5HF’s heavy focus on being community-driven is part of the reason why the organization was initially drawn to the millage in the first place. The millage, Petty explained, is unique in that it was deemed important by the community, who had to vote to approve its existence. Petty described the millage, which works with a plethora of organizations to provide community care, as “an active coalition that’s really changing how we’re dealing with mental health.”
Working upstream
5HF strives to use its community-driven approach to tackle larger community issues beyond just the one-year grant period.
“We don’t want to just communicate with the other resources in the region,” says Lori Kintz, outreach and public relations coordinator for 5HF. “We don’t want to just coordinate and collaborate — we truly want to integrate our services and move upstream so we can prevent mental health crises.”

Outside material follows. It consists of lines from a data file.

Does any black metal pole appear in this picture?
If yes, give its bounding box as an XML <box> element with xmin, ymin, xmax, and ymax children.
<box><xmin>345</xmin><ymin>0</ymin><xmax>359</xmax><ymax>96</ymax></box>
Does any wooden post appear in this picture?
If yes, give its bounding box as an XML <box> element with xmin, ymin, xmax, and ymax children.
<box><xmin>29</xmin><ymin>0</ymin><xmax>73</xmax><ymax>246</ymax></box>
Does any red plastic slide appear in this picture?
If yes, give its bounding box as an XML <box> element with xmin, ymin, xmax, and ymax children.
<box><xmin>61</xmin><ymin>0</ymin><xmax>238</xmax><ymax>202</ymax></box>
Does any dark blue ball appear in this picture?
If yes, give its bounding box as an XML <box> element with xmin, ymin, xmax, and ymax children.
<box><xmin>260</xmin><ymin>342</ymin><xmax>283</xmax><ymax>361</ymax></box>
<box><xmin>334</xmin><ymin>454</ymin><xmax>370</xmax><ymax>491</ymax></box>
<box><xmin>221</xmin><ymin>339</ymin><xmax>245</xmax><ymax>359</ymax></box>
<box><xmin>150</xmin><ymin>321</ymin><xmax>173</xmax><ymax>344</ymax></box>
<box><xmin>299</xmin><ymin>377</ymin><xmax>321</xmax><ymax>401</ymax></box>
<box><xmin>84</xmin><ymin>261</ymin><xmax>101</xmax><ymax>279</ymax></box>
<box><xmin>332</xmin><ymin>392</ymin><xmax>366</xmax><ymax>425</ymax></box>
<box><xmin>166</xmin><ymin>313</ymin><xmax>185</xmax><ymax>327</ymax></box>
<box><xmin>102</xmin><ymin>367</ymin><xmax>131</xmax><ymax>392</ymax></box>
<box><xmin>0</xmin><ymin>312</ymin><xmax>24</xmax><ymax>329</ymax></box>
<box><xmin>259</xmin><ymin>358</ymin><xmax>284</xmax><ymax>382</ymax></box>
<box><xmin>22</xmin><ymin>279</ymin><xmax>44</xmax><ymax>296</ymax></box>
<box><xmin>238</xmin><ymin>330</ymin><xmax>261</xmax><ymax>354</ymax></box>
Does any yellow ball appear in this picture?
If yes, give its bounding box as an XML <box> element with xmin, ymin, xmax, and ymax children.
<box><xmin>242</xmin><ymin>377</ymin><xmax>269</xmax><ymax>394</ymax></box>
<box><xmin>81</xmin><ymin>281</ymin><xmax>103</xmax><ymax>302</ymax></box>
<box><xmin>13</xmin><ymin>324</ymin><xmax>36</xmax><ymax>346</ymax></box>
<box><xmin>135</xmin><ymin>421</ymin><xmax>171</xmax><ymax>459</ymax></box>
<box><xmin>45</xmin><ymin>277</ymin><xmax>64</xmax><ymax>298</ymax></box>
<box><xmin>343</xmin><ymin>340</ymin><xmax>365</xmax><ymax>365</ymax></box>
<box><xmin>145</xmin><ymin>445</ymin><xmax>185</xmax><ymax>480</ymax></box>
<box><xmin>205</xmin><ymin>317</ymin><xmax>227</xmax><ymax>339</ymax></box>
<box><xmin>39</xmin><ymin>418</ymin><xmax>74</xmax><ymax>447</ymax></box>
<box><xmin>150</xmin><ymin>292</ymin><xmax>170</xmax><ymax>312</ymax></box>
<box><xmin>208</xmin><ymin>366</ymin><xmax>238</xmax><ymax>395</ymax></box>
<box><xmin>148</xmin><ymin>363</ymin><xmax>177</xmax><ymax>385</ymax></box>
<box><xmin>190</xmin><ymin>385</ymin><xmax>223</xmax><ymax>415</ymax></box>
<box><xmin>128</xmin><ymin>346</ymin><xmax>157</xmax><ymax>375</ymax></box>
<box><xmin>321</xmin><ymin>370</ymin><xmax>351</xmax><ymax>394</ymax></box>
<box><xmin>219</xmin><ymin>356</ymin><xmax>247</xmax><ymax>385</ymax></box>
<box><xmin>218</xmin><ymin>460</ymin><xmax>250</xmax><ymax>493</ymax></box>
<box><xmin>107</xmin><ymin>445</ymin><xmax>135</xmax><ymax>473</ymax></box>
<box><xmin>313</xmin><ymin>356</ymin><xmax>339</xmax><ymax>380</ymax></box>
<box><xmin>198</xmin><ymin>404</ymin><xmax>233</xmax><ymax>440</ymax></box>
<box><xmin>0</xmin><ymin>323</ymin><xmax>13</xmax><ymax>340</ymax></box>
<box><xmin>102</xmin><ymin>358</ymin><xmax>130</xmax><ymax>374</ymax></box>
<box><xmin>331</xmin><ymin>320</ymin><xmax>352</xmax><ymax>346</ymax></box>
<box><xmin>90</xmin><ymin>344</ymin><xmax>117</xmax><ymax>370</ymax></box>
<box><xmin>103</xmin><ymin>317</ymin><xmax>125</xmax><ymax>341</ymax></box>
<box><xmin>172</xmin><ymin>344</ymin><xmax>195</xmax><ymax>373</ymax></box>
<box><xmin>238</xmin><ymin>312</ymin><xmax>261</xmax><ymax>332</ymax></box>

By 2026, the organization has a number of specific mid-term objectives, some of which are:
- Decreasing the number of students classified as homeless or housing unstable by the five school districts
- Decreasing the percentage of patients in the region who report experiencing social isolation, food insecurity, transportation barriers, or housing instability in the past month
- Decreasing the percentage of adults who report they lack community connections
OBT’s long-term goals, to reach by June 2028, are:
- Reducing suicide ideation among high school students
- Reducing fatal and non-fatal opioid overdoses among adults
- Increasing the percentage of adults who rate their overall life satisfaction as ‘very good’ or ‘excellent’
“At the center of everything we want to achieve … is the idea that people have greater agency, have a deeper sense of purpose, and that we’re mitigating what we’re seeing in terms of social isolation,” Petty says. “Our goal is to support connected, optimistic, resilient, and engaged individuals, families, and communities.”